帚木とは、遠くからは見えるが近づいてみると見えなくなってしまうという不思議な木と言われています。
前に紹介した四辻善成が指摘したように、歴史上実在した醍醐天皇を桐壺帝になぞれらえ、これも実在した源高明を光源氏になぞらえています。真実であり、そして、架空の作り話。この微妙な匙加減。大きく把握すれば真実の物語であり、微細に分析すれば虚構。これが天才紫式部が描いた源氏物語です。まさに帚木ですね。これがスタートです。
そして、締めが夢の浮橋。源氏物語の人々のさまざまな人生が、すべて「夢」の中の戯れでしかありません。この二つの帖が源氏物語全体の構造をカバーしています。
では、宗祇は、雨夜の品定めを具体的にどのように読んだのでしょうか。次回・・・
本文です。第十九帖 薄雲の四つ目のポイントです。
梅壺。六条御息所の娘であり、光源氏がずっと関心を抱いてもました。冷泉帝の前の朱雀院もこの姫君が好きでした。

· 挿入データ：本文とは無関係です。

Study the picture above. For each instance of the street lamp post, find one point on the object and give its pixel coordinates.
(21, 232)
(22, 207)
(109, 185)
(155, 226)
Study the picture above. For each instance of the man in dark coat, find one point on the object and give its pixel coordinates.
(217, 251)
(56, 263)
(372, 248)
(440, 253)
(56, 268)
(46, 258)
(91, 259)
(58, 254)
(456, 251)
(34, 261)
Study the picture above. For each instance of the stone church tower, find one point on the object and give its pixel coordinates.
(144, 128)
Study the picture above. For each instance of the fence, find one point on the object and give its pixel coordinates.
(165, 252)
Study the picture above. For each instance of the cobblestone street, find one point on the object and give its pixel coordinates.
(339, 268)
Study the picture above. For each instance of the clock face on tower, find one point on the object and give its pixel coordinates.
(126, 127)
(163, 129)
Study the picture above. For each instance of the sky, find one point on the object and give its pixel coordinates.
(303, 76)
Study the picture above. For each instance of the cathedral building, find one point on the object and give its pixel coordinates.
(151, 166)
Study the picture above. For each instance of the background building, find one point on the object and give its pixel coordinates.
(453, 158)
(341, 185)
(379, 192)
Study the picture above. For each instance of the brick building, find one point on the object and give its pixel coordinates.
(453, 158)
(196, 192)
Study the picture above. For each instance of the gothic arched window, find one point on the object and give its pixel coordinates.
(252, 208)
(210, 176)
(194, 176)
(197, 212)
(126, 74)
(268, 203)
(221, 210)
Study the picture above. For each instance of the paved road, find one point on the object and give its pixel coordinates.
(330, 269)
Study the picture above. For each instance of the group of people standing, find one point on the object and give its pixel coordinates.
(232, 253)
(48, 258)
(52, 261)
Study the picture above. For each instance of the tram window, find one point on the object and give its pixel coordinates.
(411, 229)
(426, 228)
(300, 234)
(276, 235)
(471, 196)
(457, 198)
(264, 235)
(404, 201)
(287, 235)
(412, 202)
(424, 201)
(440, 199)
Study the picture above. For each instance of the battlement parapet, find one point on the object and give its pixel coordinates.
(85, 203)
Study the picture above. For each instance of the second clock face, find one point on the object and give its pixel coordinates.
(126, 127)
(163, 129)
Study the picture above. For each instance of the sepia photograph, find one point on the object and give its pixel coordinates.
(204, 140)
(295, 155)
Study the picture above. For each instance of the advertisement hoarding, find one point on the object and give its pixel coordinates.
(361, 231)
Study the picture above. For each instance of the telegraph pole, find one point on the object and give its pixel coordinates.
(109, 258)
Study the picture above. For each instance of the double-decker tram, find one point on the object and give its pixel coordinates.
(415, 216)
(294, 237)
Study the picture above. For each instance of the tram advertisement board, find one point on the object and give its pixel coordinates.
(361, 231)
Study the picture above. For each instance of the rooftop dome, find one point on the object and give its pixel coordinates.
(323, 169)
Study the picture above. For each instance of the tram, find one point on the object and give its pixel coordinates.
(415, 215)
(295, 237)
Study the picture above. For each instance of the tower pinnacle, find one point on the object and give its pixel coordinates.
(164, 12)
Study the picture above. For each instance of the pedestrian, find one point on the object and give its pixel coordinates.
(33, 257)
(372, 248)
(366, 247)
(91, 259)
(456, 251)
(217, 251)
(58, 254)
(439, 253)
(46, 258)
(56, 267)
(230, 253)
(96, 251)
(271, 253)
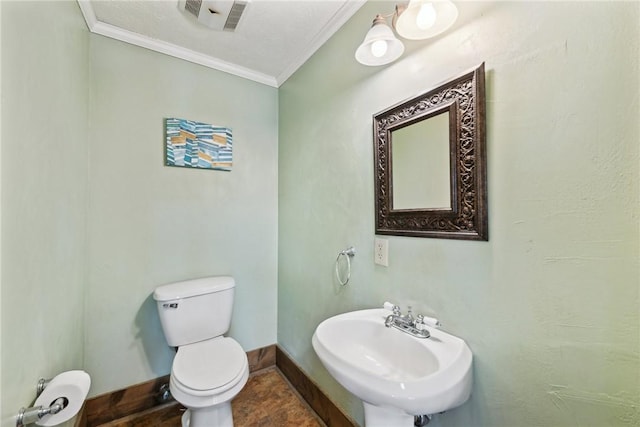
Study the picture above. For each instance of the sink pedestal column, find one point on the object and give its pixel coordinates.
(376, 416)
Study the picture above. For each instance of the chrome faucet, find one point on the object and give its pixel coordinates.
(416, 327)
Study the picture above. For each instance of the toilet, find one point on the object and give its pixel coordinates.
(209, 369)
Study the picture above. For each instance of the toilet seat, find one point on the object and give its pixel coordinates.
(209, 367)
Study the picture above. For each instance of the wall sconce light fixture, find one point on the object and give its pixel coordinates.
(417, 20)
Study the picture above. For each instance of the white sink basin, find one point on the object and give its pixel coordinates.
(391, 369)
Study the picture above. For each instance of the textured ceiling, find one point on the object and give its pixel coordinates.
(273, 38)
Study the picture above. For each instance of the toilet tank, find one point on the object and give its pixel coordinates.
(195, 310)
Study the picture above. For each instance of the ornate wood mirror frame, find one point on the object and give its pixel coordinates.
(463, 99)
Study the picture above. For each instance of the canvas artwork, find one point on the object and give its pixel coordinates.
(198, 145)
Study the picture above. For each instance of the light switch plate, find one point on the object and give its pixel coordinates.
(381, 251)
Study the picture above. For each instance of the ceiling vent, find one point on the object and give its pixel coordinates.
(216, 14)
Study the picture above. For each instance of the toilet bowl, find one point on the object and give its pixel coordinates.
(208, 374)
(209, 369)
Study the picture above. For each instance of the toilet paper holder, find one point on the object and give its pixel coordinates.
(30, 415)
(57, 400)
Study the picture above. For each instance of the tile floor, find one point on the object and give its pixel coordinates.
(267, 400)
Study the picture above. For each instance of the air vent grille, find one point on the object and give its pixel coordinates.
(234, 15)
(193, 7)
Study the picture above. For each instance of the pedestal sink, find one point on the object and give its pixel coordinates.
(396, 375)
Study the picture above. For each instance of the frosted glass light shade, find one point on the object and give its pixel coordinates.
(419, 13)
(380, 45)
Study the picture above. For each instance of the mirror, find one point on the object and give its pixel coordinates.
(430, 163)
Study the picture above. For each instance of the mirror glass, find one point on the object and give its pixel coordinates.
(430, 163)
(420, 153)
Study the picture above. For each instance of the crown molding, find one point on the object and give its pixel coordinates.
(170, 49)
(342, 15)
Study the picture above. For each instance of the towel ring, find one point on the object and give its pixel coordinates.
(347, 253)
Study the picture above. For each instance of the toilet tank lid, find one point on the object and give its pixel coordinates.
(190, 288)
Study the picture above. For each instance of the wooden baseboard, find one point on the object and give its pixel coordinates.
(327, 410)
(141, 397)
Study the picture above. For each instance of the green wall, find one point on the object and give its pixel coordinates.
(45, 102)
(150, 224)
(93, 221)
(549, 306)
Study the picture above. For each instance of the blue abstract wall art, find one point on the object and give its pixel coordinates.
(198, 145)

光源氏は、それを知りながら、あえて冷泉帝に入内させました。
昔の恋人で会った六条御息所が亡くなるときに、後見人を頼まれた光源氏でしたが、同時に、「手を出すなよ」をくぎを刺されています。それを知っている梅壺は、光源氏のアプローチも無視をします。
さて、次の帖に移ります。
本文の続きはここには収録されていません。